Rahul Bose, who starred in 'The Japanese Wife' in a Q and A with Minu Tharoor at the MIAAC Film Festival
Rahul Bose in Aparna Sen’s ‘The Japanese Wife’
It’s a bitter-sweet love story you could hardly imagine in today’s frenetic world – a man and woman separated by oceans and countries yet married to each other, without having ever physically met. ‘The Japanese Wife’ is as spare as a Haiku, and as beautiful. Recently Rahul Bose was in town for the MIAAC festival premiere of this Aparna Sen movie, which is based on a short story by Kunal Basu.

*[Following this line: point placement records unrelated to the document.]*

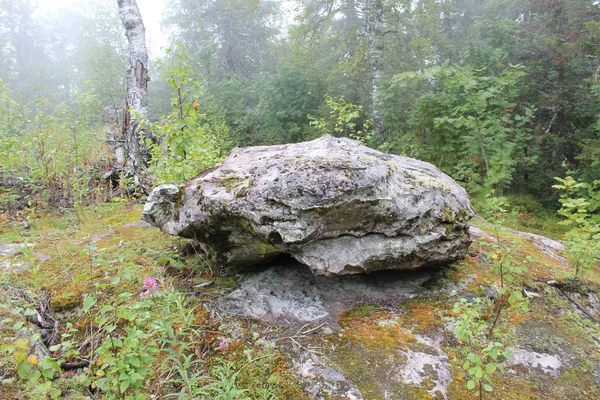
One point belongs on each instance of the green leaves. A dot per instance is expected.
(579, 205)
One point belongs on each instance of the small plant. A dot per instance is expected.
(502, 263)
(579, 205)
(482, 356)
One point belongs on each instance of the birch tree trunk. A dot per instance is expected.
(136, 98)
(375, 33)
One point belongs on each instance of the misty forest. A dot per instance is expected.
(357, 199)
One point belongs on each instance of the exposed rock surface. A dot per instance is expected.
(289, 291)
(333, 204)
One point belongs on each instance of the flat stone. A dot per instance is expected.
(548, 363)
(289, 290)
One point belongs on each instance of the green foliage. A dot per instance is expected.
(469, 123)
(344, 119)
(580, 203)
(482, 357)
(189, 139)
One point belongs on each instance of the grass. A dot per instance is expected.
(370, 341)
(87, 254)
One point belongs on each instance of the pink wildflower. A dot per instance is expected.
(149, 286)
(223, 345)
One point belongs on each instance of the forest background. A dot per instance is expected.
(502, 95)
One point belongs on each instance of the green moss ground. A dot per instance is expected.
(369, 342)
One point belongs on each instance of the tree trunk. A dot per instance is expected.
(136, 99)
(375, 32)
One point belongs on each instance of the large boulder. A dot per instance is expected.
(332, 204)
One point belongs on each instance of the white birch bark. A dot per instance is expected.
(136, 103)
(375, 32)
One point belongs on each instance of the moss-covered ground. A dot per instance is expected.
(370, 344)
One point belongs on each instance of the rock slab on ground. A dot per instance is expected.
(332, 204)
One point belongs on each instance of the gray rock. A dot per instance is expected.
(289, 291)
(333, 204)
(548, 363)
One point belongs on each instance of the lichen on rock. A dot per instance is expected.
(332, 203)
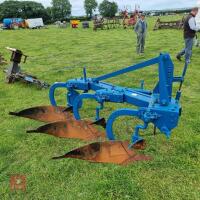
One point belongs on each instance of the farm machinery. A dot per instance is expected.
(14, 73)
(157, 107)
(178, 24)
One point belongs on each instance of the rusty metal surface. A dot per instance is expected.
(71, 128)
(115, 152)
(45, 113)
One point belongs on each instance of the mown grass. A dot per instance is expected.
(58, 55)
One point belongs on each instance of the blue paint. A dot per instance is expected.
(157, 106)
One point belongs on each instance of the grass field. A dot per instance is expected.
(58, 55)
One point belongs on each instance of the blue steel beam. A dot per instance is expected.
(128, 69)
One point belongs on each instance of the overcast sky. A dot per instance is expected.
(78, 9)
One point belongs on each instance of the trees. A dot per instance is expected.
(108, 9)
(61, 9)
(90, 6)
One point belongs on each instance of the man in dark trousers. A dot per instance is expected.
(190, 30)
(141, 30)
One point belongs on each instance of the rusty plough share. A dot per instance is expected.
(156, 106)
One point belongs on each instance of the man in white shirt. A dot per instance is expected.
(190, 29)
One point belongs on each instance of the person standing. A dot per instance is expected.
(190, 30)
(141, 30)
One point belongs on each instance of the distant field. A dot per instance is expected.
(59, 55)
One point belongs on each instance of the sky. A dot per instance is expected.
(78, 8)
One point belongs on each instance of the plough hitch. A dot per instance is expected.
(14, 73)
(156, 106)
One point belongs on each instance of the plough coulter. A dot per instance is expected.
(156, 106)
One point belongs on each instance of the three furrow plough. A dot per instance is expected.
(157, 107)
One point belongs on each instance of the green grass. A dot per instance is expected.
(59, 55)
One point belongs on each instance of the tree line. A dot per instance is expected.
(59, 9)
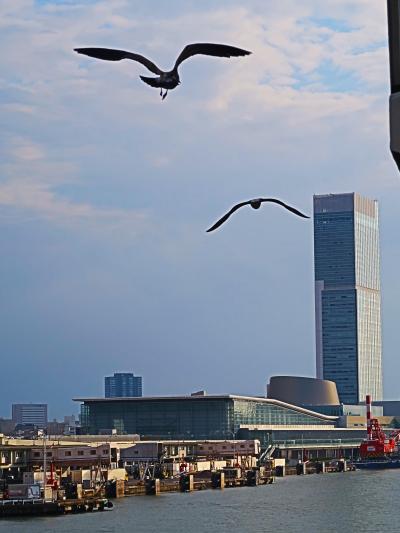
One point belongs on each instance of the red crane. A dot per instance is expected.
(377, 444)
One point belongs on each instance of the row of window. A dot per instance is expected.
(68, 453)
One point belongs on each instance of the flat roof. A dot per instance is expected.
(209, 397)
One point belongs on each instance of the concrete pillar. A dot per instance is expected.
(252, 478)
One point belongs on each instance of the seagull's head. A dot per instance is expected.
(256, 203)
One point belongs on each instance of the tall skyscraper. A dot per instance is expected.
(122, 385)
(30, 413)
(347, 295)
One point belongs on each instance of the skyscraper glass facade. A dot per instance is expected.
(347, 295)
(122, 385)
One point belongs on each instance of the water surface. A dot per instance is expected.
(346, 503)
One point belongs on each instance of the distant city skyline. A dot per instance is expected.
(347, 295)
(29, 413)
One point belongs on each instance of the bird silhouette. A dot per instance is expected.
(165, 79)
(255, 204)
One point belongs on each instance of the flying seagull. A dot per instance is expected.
(255, 204)
(165, 79)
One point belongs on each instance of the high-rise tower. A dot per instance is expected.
(347, 295)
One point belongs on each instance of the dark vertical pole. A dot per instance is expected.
(394, 44)
(394, 56)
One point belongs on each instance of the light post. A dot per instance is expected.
(394, 56)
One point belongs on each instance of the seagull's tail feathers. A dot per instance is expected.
(153, 82)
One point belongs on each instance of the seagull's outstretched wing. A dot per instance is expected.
(288, 207)
(210, 49)
(226, 216)
(116, 55)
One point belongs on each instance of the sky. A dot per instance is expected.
(106, 192)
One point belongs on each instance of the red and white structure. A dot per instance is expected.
(377, 444)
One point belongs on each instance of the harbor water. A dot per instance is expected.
(344, 503)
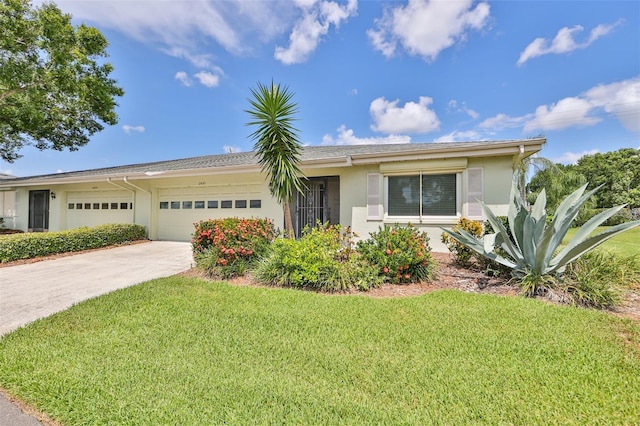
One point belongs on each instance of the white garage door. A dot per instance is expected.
(92, 208)
(180, 208)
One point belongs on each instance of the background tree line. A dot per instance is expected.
(617, 171)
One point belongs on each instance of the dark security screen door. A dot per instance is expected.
(39, 210)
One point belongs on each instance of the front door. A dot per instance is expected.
(39, 210)
(319, 202)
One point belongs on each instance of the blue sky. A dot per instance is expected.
(362, 72)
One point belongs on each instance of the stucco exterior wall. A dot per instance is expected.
(498, 174)
(169, 206)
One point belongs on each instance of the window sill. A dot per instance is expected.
(424, 220)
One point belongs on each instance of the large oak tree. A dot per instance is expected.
(55, 86)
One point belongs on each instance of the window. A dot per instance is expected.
(423, 195)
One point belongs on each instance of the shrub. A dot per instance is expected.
(462, 253)
(35, 244)
(401, 254)
(596, 278)
(322, 259)
(488, 266)
(226, 247)
(534, 251)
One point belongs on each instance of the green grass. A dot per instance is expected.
(624, 244)
(189, 352)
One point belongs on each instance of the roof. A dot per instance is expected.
(312, 156)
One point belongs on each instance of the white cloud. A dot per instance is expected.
(184, 28)
(128, 129)
(620, 99)
(311, 27)
(207, 79)
(183, 78)
(573, 157)
(229, 149)
(564, 41)
(425, 28)
(456, 136)
(346, 137)
(410, 118)
(462, 107)
(567, 112)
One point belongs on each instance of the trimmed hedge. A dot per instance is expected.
(35, 244)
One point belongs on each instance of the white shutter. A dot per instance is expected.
(475, 185)
(374, 203)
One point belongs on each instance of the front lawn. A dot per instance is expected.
(624, 244)
(185, 351)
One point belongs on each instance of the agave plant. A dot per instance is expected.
(534, 250)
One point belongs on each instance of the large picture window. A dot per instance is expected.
(423, 195)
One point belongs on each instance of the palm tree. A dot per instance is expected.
(276, 143)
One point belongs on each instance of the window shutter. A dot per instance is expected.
(373, 197)
(475, 185)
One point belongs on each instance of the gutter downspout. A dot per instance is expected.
(521, 185)
(136, 201)
(126, 189)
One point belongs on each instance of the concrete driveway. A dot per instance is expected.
(37, 290)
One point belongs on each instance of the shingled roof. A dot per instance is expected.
(310, 155)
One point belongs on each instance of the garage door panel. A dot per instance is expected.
(180, 208)
(91, 208)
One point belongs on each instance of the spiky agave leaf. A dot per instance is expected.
(534, 241)
(582, 243)
(484, 246)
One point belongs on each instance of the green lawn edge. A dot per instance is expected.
(187, 351)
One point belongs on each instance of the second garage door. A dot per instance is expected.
(180, 208)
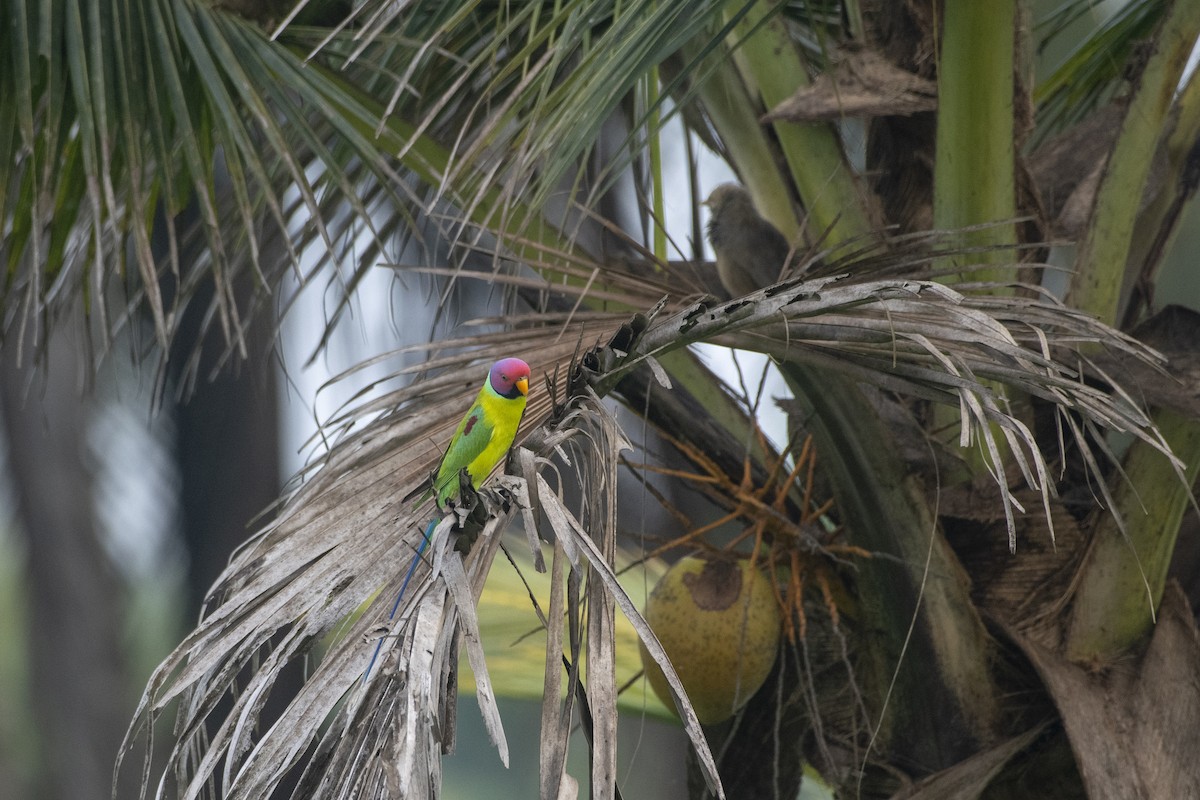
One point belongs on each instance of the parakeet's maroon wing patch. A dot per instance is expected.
(471, 423)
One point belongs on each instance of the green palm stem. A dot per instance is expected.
(1102, 260)
(838, 205)
(973, 174)
(749, 149)
(933, 720)
(1158, 222)
(1125, 572)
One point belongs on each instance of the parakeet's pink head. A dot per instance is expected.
(509, 378)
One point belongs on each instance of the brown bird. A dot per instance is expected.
(750, 251)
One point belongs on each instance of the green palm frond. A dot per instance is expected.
(1096, 66)
(341, 534)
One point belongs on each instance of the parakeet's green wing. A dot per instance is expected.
(469, 441)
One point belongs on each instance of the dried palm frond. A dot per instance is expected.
(342, 535)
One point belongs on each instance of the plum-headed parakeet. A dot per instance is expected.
(479, 444)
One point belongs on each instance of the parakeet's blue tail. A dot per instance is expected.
(395, 606)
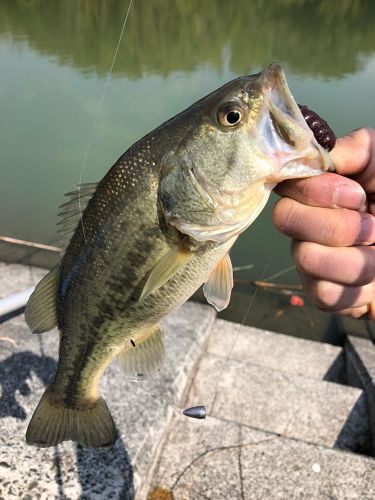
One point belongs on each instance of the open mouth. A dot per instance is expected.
(287, 137)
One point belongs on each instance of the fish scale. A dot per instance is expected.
(159, 225)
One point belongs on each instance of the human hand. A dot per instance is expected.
(331, 219)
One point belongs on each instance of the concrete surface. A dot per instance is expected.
(311, 410)
(360, 355)
(224, 460)
(269, 385)
(141, 411)
(277, 351)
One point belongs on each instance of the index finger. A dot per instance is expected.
(354, 156)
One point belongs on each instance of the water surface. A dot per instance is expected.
(55, 57)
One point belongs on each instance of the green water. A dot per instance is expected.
(55, 57)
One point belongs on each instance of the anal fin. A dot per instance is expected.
(172, 262)
(218, 287)
(144, 355)
(40, 313)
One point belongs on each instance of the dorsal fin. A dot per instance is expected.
(70, 211)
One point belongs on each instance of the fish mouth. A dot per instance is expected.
(287, 138)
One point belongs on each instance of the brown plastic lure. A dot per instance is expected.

The film stars Rahul Bose, Raima Sen and Chigusa Takaku, and a stellar support cast headed by Moushami Chatterjee.
This atmospheric film, set in a village in Bengal, moves slowly, almost like the river which is so much a part of it, yet it fully draws you on with finely etched characters. The tale revolves around Snehamoy, a non-assuming schoolteacher in a village in the Sunderbans, who has a long distance love marriage with Miyage, a Japanese pen friend in Yokohama. The two never meet yet you feel the strength and the commitment of that love, and are touched by it. The story gets more complicated when Sandhya, a young widow comes to live in the home Snehamoy shares with an aunt.
Filmgoers saw Rahul Bose recently in Onir’s ‘I Am’ and can look forward to seeing him in Deepa Mehta’s ‘Midnight’s Children’ based on Salman Rushdie’s acclaimed novel. Says Rahul Bose, “It’s one of my top 3 novels of all times – and to be actually in it is surreal – it’s fantastic to be in it and Salman Rushdie has written the script.”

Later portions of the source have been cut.